From Lhotse to Annapurna and the soaring Mount Everest, Nepal’s mountainous landscape stuns at every turn
Nepal is a small country tucked between two Asian giants, India and China, but what it lacks in size, it makes up for in jaw-dropping sights, especially tall ones. There are 14 mountains over 8,000 m around the world and the Himalayas are home to eight of them. More than 6,000 snow-fed rivers snake through valleys and around mountains, keeping the land lush.
Here, an introduction to some of Nepal’s most impressive mountains.
The world’s tallest mountain needs no introduction. Standing proudly at a staggering 8,848 metres, Mount Everest (or Sagarmatha in Nepali), straddles the Tibetan border just 160 km east of Kathmandu. For mountaineers (and adventure-seekers) around the world, climbing Everest is the ultimate goal and since Sir Edmund Hillary and Sherpa Tenzing Norgay conquered the mountain in 1953, more than 4,000 people have successfully followed in their footsteps. As uninhabitable as the terrain seems, several animals call Everest and its surrounds home. Musk deer and Himalayan tahrs wander the forests at the base of the mountain, while elusive snow leopards live in the higher, snowy terrain.
Just 3 km south of Everest, Lhotse is roughly 300 m lower, yet just as technically difficult to climb. The fourth highest mountain on earth is currently experiencing a boom in popularity, due to its lower permit cost, but it shouldn’t be underestimated. Climbers will follow the same route as someone tackling the south-side of Everest until Camp 4 where the courses diverge. This means that mountaineers must traverse the Khumbu icefall, a treacherous section of crevasses, widely regarded as the most dangerous part of an Everest climb due to the constantly falling ice from the Khumbu glacier.

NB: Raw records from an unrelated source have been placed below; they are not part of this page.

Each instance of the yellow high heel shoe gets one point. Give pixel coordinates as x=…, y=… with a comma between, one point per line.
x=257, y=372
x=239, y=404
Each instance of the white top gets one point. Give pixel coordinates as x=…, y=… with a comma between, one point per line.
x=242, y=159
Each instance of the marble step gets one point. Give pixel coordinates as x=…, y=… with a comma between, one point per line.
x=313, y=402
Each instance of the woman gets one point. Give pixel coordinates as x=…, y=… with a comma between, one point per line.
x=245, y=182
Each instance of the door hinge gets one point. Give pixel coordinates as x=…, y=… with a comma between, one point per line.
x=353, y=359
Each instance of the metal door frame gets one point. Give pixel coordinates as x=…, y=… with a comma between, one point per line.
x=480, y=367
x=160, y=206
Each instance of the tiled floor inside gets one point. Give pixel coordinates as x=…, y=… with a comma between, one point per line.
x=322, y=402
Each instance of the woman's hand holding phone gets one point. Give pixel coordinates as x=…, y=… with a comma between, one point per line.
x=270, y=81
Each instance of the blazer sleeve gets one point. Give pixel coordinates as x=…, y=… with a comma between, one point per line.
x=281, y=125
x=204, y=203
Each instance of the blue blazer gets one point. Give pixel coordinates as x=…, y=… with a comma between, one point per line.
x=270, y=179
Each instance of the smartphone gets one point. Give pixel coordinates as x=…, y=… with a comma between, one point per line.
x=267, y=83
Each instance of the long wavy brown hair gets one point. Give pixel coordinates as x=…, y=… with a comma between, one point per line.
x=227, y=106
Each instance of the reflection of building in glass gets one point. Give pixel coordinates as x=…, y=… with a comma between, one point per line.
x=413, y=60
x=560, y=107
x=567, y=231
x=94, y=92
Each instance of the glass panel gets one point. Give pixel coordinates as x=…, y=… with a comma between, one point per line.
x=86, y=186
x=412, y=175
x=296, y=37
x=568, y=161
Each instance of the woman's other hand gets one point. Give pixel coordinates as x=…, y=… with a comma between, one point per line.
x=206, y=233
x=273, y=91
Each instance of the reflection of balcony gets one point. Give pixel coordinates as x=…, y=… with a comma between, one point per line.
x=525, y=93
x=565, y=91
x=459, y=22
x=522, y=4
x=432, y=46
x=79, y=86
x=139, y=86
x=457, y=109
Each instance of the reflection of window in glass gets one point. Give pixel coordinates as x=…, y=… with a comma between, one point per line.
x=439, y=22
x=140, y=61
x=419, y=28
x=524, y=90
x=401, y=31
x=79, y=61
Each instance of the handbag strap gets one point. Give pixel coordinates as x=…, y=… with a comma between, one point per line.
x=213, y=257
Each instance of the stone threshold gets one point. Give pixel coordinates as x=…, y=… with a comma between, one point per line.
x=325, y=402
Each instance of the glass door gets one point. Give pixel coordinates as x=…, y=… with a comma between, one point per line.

The West Face Couloir is the most popular route to Lhotse and although it is challenging, the route is relatively stable. Make it to the summit and you’ll be rewarded with sweeping views of neighbouring Everest and the surrounding Himalayas.
Annapurna I Main
Although its size is modest compared to nearby Everest, standing at 8,091 m, Annapurna I Main is the eastern part of the Annapurna mountain range and known as the most dangerous mountain in the world. Since it was first summited in 1950, the first of the 8,000 m mountains to be successfully climbed, less than 200 people have completed the ascent.
The Annapurna region is a breathtaking part of Nepal, located near the city of Pokhara. For those that wish to trek but lack mountaineering experience, the Annapurna Circuit is a great alternative. The journey circles the Annapurna range and while it still requires a high level of fitness, it isn’t anywhere near the difficulty of a summit expedition which means more time to soak up the scenery. Another alternative is the Annapurna Sanctuary Trek (or Annapurna Base Camp), which is easier and lower in elevation, while still taking you to the base of Annapurna I Main.
The stunning, craggy mountain is visible from nearby Pokhara and features a steep, double peak that juts up from the landscape. Known as fish tail in Nepali, Machapuchare is part of the Annapurna Himalayas and while it’s a much smaller 6,993 m, it has never been conquered - this isn’t due to difficulty, but rather religion.
In Hinduism, Machapuchare has long been considered sacred to the God Shiva and thus, is off-limits to climbers regardless of their religion. In 1957, a British-led expedition climbed to 6,947 m but did not set foot on the summit out of respect. Since then, the mountain has been closed to climbers. For those keen to get up-close, the Annapurna Sanctuary Trek will lead you to its base where the views are as spectacular as you imagine.